How do y'all choose a tip top. Mudhole says I need a size 10 on my blank but when I look at guides there is different size 10 tip tops


----------



## Jackin' 'Em Up (Dec 31, 2013)

For the tip, the 10 that is suggested is the tube size. What I would do is get a tip with the tube size of 10 and a ring size the same as your smallest guide. If they dont have the same ring size, get as close as possible


----------



## a (Oct 2, 2007)

ive had a hell of a time finding small tip tops in cola....


----------



## Jackin' 'Em Up (Dec 31, 2013)

a said:


> ive had a hell of a time finding small tip tops in cola....


Yea... You have to order them online. therodroom.com is a good place to check


----------



## Addicted2Fishing (Apr 15, 2014)

So if I am using a size 8 guide I should use a size 8 tip top with tube size of 10?


----------



## 49913 (Apr 18, 2014)

Addicted2Fishing said:


> So if I am using a size 8 guide I should use a size 8 tip top with tube size of 10?

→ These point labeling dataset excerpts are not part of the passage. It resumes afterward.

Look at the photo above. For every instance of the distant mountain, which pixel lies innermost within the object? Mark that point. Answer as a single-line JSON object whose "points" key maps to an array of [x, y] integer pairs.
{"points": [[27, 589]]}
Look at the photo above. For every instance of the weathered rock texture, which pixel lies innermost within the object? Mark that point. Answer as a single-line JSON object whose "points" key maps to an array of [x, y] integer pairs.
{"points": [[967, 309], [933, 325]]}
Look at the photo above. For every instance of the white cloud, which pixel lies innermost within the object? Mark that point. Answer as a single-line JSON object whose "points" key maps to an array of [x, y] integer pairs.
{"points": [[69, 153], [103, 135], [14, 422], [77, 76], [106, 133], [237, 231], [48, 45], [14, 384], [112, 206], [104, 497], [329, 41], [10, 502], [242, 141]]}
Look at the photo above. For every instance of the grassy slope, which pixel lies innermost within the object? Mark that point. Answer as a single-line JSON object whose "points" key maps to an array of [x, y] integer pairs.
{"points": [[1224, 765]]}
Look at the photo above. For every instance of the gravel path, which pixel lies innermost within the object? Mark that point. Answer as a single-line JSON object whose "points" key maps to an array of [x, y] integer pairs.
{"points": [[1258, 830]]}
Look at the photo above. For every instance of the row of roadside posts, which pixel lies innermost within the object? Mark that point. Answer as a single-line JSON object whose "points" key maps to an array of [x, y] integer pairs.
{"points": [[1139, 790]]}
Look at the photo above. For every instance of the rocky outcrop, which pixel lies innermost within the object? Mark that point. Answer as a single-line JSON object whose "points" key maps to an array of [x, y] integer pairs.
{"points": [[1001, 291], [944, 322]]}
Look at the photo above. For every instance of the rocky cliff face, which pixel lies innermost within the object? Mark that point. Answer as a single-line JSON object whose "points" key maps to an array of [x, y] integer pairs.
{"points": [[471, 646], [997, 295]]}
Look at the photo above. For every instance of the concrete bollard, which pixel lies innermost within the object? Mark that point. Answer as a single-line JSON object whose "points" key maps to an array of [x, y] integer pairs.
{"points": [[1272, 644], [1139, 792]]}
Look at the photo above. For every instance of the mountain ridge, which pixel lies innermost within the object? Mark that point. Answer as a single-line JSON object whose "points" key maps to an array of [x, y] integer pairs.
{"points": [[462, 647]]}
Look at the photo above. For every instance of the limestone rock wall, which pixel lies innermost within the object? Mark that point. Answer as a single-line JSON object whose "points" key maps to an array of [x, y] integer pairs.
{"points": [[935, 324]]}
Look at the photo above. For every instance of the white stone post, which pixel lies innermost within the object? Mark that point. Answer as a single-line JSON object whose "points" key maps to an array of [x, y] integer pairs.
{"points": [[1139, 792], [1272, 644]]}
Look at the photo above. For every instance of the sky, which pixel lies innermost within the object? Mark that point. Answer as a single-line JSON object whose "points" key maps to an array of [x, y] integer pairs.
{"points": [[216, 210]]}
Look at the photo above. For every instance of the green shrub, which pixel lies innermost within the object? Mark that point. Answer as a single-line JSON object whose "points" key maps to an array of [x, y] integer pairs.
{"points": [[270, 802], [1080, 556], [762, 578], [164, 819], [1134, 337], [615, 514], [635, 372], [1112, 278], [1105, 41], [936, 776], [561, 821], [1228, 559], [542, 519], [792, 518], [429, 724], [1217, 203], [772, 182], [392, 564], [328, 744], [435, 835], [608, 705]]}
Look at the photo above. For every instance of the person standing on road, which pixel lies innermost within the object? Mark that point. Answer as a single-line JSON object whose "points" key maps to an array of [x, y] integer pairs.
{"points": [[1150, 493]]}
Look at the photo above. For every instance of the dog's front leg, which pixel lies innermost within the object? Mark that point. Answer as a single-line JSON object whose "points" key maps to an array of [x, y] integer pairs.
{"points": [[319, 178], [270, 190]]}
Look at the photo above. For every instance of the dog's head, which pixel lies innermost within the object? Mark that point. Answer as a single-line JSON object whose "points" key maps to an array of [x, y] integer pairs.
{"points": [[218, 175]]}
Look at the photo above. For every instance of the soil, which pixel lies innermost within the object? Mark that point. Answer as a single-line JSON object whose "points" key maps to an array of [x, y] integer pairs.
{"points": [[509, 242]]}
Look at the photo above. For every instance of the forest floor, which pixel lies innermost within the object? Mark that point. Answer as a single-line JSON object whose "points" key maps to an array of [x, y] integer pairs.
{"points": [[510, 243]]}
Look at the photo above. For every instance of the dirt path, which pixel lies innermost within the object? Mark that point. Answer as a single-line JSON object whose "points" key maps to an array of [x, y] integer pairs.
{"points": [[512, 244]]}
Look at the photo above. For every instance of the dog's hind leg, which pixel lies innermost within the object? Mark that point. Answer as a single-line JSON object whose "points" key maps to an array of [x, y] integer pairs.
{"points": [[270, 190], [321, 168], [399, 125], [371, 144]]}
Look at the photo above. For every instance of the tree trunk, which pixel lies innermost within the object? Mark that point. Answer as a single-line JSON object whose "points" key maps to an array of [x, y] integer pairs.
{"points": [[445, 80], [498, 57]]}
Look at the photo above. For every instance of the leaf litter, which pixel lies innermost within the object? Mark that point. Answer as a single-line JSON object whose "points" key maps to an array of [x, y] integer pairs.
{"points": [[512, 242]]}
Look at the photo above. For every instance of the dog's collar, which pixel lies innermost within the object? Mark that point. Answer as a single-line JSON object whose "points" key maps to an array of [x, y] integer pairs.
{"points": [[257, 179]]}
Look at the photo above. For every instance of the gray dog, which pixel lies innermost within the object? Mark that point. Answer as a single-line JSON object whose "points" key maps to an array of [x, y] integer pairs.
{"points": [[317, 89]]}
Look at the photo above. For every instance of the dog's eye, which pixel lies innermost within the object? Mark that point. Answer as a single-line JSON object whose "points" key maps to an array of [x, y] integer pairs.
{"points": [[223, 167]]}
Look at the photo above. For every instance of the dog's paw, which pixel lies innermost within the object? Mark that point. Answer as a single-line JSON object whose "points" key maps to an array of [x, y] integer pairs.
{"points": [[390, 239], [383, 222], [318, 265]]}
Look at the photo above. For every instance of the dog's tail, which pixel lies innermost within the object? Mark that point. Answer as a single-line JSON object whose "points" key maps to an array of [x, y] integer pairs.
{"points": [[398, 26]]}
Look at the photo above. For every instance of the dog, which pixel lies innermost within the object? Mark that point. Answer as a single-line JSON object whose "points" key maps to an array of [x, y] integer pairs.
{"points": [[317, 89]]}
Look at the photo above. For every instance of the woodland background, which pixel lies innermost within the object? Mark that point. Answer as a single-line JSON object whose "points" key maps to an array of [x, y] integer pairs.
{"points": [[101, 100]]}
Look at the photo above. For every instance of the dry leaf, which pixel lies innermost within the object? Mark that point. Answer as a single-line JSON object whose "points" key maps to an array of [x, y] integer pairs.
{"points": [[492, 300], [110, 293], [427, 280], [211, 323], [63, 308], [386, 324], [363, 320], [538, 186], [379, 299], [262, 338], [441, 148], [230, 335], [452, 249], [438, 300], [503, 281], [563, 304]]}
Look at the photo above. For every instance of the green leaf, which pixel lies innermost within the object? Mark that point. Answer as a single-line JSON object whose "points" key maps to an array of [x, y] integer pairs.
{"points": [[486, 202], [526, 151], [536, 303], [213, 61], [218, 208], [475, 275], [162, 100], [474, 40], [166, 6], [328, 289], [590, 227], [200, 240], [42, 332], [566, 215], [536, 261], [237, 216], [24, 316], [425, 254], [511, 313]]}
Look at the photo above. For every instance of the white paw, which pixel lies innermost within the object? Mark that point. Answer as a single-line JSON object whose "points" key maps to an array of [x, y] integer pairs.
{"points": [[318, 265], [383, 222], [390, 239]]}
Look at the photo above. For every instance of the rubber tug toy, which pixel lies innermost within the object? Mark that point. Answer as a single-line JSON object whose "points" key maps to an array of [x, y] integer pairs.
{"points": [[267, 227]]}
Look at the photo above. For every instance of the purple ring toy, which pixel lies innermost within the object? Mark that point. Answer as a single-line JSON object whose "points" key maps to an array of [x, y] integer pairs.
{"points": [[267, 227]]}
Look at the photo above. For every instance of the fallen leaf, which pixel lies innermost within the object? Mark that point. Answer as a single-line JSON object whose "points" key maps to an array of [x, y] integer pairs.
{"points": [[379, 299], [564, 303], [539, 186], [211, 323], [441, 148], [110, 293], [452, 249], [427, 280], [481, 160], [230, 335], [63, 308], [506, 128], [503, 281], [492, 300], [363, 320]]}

 Yes, if that's what size the specs say the tip of your blank is. Here's a typical page at The Rod Room. The chart shows what's available in this style of top. The number on the left is the ring size in mm. The number in parentheses is the size tip a particular tip top will fit, in 64th's of an inch.


----------



## fairpoint (May 9, 2013)

*What site*



UncleMilty7 said:


> Yes, if that's what size the specs say the tip of your blank is. Here's a typical page at The Rod Room. The chart shows what's available in this style of top. The number on the left is the ring size in mm. The number in parentheses is the size tip a particular tip top will fit, in 64th's of an inch.


 
What site was that Milty..?


----------



## 49913 (Apr 18, 2014)

http://www.therodroom.com/shop/pc/home.asp


----------



## fairpoint (May 9, 2013)

Thanks


----------